Formel 1 – Die Temperaturen bei der Formel 1 im Blickpunkt – In der Formel 1 spielen zwei Temperaturen eine entscheidende Rolle: die Luft- und die Streckentemperatur
Vielen von uns werden minimale Temperaturveränderungen nicht auffallen. In der Formel 1 haben jedoch selbst kleine Anstiege oder Rückgänge von nur ein oder zwei Grad einen beträchtlichen Einfluss darauf, wie die Teams ein Rennen oder eine Session angehen. Der anstehende Große Preis von Aserbaidschan wechselt in diesem Jahr aus der Hitze im Juni auf einen neuen Termin im kühleren April. Demzufolge nehmen wir einmal genau unter die Lupe, was diese Temperaturveränderungen für die Teams bedeuten.

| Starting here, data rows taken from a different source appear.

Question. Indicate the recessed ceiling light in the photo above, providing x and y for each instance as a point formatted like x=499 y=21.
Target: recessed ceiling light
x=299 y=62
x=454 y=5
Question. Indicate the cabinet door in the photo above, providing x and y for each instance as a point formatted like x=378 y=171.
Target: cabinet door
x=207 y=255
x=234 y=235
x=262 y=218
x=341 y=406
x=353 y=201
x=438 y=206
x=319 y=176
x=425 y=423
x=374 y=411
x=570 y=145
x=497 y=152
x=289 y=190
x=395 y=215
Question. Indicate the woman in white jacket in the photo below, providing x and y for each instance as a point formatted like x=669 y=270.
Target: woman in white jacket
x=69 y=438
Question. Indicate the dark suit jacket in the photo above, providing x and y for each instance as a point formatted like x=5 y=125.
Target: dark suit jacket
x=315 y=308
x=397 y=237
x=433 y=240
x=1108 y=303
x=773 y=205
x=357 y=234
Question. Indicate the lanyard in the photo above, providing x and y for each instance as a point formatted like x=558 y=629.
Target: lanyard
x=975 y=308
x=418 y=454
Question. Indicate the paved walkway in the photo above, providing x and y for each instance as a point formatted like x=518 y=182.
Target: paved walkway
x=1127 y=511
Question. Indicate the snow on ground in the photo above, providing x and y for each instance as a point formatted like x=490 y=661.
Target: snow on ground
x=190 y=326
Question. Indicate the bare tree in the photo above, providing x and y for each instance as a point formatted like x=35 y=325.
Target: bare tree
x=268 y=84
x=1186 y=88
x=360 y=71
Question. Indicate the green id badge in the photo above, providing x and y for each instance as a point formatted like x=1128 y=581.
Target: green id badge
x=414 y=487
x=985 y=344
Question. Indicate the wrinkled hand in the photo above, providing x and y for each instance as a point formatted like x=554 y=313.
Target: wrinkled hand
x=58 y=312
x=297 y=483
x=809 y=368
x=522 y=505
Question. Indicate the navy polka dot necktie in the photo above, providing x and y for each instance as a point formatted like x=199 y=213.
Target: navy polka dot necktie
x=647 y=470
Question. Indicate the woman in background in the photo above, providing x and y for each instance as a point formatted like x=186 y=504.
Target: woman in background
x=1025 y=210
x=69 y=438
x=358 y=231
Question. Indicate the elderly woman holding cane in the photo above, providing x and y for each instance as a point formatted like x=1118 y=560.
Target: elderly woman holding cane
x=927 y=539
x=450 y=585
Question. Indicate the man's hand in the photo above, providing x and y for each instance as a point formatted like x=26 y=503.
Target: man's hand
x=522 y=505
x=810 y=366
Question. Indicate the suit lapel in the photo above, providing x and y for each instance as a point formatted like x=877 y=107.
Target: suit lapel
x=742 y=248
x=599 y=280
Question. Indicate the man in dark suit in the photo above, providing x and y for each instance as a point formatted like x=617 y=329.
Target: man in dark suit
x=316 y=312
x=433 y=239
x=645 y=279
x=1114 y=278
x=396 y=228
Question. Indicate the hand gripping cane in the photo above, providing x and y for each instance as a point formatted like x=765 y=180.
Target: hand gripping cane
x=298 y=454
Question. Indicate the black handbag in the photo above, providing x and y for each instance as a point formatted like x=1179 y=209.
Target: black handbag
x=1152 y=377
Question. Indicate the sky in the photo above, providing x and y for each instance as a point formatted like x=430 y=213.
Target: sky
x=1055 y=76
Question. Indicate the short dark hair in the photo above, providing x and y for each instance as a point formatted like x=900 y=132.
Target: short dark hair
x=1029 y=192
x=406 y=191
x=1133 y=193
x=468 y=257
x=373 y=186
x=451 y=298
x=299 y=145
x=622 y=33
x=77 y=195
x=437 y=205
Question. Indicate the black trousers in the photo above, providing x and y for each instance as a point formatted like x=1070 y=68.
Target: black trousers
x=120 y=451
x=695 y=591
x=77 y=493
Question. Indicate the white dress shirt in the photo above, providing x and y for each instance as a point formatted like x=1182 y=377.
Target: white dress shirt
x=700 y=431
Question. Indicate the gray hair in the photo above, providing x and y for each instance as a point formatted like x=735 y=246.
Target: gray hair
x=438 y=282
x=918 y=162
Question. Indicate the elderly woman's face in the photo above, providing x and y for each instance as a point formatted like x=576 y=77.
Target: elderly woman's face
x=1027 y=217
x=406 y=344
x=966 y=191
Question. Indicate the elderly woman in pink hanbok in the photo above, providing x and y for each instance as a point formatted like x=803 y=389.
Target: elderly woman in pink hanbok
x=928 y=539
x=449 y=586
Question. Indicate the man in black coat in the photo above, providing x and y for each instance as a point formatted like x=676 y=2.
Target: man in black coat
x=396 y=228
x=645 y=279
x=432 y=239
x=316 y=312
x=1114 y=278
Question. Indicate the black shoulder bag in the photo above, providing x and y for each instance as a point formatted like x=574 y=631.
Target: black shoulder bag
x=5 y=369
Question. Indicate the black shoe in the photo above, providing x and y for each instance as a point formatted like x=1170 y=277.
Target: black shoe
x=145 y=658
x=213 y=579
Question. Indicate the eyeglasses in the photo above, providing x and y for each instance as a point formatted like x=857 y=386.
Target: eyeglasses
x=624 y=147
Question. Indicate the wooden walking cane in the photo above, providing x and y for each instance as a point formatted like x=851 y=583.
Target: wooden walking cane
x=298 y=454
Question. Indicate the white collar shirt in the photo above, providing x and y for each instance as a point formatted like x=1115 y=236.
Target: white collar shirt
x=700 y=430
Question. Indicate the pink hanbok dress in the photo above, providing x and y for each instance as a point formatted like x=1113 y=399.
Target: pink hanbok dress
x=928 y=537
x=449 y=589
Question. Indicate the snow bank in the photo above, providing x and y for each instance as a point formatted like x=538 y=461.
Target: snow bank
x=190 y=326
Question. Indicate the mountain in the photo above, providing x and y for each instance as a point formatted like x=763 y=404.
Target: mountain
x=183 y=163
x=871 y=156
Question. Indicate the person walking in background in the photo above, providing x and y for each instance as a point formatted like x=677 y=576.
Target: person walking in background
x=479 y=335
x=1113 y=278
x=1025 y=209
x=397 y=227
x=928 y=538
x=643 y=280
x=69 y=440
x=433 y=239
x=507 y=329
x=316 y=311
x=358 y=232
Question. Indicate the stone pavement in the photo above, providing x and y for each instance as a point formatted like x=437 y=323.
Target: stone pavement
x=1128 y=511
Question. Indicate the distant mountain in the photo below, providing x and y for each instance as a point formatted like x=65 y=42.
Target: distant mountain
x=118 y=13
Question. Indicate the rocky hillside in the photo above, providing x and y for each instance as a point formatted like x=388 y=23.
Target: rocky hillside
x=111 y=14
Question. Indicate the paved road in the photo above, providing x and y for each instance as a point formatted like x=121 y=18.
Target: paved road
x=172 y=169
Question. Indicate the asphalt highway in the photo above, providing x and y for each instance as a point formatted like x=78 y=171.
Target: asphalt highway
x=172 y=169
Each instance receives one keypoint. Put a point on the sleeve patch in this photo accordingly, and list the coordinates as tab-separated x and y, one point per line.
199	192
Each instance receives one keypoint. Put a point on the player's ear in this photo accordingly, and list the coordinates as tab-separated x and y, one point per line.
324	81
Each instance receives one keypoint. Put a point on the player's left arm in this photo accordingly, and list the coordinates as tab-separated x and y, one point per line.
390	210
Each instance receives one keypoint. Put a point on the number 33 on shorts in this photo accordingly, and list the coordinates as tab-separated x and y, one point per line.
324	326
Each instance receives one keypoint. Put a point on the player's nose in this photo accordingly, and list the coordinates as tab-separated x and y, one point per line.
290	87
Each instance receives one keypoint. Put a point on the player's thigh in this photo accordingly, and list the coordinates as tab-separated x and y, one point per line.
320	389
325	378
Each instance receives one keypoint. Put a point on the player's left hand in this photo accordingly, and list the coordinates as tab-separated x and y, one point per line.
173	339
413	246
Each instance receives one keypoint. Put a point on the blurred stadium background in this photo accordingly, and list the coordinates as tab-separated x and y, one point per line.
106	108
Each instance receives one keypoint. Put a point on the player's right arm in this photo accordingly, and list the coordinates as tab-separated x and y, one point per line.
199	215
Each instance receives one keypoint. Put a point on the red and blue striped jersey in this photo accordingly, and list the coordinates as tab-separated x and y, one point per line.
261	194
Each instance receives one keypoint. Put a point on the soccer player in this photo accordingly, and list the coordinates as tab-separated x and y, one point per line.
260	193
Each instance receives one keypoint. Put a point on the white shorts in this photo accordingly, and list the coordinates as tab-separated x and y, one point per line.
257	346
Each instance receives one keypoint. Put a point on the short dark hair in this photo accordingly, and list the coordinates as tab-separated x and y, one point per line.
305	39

In der Formel 1 spielen zwei Temperaturen eine entscheidende Rolle: die Luft- und die Streckentemperatur. Obwohl beide miteinander verbunden sind, sind sie nicht identisch. Ein Beispiel: An einem wundervollen, sonnigen Tag steigen sowohl die Luft- als auch die Streckentemperatur an. Sobald sich Wolken bilden, fällt die Lufttemperatur sofort wieder ab. Die Streckentemperatur bleibt jedoch länger bestehen und kühlt nur langsam ab.
Abhängig von den Materialien aus denen die Oberfläche besteht, heizen sich Strecken schneller oder lansgamer auf. Wenn die Streckenoberfläche aus vielen Bitumen besteht, ist sie dunkler. Dadurch absorbiert sie mehr Sonnenlicht und heizt sich schneller auf.
Temperaturunterschiede wirken sich auf viele Teile des Autos aus, aber den größten Einfluss nehmen sie normalerweise auf die Reifen. Die Streckentemperatur beeinflusst, wie heiß die Reifen werden, was wiederum einen Einfluss auf das Grip-Niveau sowie die Abbaurate nimmt.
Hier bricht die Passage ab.